Segundo o parlamentar, o objetivo é fazer com que as pessoas usuárias de drogas possam refletir sobre a atual condição que vivem em relação a um futuro emprego. Além disso, zelar pela qualidade do serviço público.
“Uma pessoa que usa drogas tem um estado emocional muito abalado. Por isso, não consegue exercer bem uma atividade empregatícia. Não é discriminação, mas uma forma de fazer com que as pessoas se preocupem. A maioria diz que serviço público é estabilizado e, portanto, se tem vontade de prestar um concurso terão que cuidar do vício”, afirma Talmir.

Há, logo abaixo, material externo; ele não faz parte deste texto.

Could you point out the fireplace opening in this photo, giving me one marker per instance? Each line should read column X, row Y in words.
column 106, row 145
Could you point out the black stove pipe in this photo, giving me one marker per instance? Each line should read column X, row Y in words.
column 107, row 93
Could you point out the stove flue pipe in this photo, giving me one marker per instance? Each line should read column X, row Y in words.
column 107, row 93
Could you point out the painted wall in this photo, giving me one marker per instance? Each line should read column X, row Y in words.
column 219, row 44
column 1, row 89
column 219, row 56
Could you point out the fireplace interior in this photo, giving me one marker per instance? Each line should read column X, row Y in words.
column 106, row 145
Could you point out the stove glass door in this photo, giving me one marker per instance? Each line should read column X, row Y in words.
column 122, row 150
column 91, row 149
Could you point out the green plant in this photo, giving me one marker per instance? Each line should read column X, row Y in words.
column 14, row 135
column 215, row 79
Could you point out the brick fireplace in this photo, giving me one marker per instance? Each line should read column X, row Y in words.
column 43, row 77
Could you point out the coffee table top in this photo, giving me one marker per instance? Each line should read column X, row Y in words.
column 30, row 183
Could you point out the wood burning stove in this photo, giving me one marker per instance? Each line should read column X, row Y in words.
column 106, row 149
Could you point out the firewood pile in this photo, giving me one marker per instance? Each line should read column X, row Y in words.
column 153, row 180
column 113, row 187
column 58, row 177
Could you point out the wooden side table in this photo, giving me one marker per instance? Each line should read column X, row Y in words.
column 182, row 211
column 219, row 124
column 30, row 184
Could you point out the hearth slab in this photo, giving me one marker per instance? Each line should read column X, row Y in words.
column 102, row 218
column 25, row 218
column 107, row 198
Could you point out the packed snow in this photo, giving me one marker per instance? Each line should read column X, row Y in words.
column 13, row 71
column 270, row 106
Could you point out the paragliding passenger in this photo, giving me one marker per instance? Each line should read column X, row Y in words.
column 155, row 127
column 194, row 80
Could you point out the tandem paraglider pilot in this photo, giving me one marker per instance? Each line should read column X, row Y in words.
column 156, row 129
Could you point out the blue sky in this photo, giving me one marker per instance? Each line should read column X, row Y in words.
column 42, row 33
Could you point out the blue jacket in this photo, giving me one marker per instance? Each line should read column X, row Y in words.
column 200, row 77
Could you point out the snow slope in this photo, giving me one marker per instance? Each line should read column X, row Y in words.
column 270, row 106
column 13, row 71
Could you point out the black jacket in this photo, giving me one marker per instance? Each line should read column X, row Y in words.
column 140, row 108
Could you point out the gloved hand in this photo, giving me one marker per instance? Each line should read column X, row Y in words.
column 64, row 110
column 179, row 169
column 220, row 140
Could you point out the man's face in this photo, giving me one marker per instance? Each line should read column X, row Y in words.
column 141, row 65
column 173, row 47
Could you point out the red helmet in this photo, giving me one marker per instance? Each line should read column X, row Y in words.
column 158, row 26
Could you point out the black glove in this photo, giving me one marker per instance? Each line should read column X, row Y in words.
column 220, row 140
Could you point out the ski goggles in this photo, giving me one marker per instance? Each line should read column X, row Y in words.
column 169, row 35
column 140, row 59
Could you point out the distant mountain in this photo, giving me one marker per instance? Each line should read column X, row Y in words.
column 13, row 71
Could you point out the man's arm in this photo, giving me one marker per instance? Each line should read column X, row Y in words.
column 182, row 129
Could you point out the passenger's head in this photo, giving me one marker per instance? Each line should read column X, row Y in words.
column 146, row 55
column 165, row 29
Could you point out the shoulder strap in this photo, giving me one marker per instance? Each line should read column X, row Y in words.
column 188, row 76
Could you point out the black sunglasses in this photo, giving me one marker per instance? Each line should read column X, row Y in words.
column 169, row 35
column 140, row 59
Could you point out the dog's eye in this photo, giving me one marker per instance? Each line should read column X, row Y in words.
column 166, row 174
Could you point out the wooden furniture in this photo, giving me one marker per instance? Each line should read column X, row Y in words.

O relator na Comissão de Segurança Pública, deputado Laerte Bessa (PSC), defendeu a proposta. “O servidor que se envolve no consumo de drogas põe em risco a prestação do serviço que está a seu cargo. Isso viola diretamente o interesse público, o que justifica a elaboração de normas de proteção especial por parte do Estado”, diz.
O texto substitutivo do deputado Talmir Rodrigues pontua que os exames serão feitos ao final do concurso, como condição para a nomeação. Caso o resultado seja positivo, o candidato terá direito à contraprova, podendo optar, às suas expensas, por laboratório de sua preferência, desde que reconhecido pelo Poder Público.
A confirmação do resultado positivo ou a recusa a se submeter ao exame toxicológico causará a eliminação do candidato. “O ideal é que as pessoas dependentes sejam inabilitadas para o exercício da função pública, em momento prévio à posse”, ressalta o parlamentar, salientando que o substitutivo assegura um resultado toxicológico confidencial e não causará outro tipo de sanção.
Críticas à proposta
O advogado criminalista Alberto Toron, que presidiu o Conselho Estadual de Entorpecentes em São Paulo, diz ser “visceralmente contrário” à ideia de exigir exame toxicológico de qualquer servidor público. “Sou da opinião que as pessoas se presumem ser inocentes e, no caso dos aprovados em concursos, que se presumem aptas ao exercício do cargo. Se a pessoa faz uso de álcool ou maconha privadamente e isso não afeta sua capacidade de agir, o Estado não tem absolutamente nada a ver com isso, se justifica caso um controlador aéreo ou médico.”
O presidente da Associação Nacional dos Especialistas em Políticas Públicas e Gestão Governamental (Anesp), Roberto Pojo, acredita que o exame toxicológico será inócuo. “Basta que a pessoa saiba o tempo que o organismo leva para se limpar. O usuário eventual poderá suspender o consumo de drogas e ser aprovado no teste. O exame toxicológico flagraria apenas os dependentes químicos, que, em um concurso, podem obter na Justiça um mandando de segurança, pois a tendência é considerar esses casos como doença”, pontua.
Tramitação
A proposta ainda será examinada pelas comissões de Finanças e Tributação; e de Constituição e Justiça e de Cidadania, antes de ser votada pelo Plenário. ( Com informações da Agência Câmara).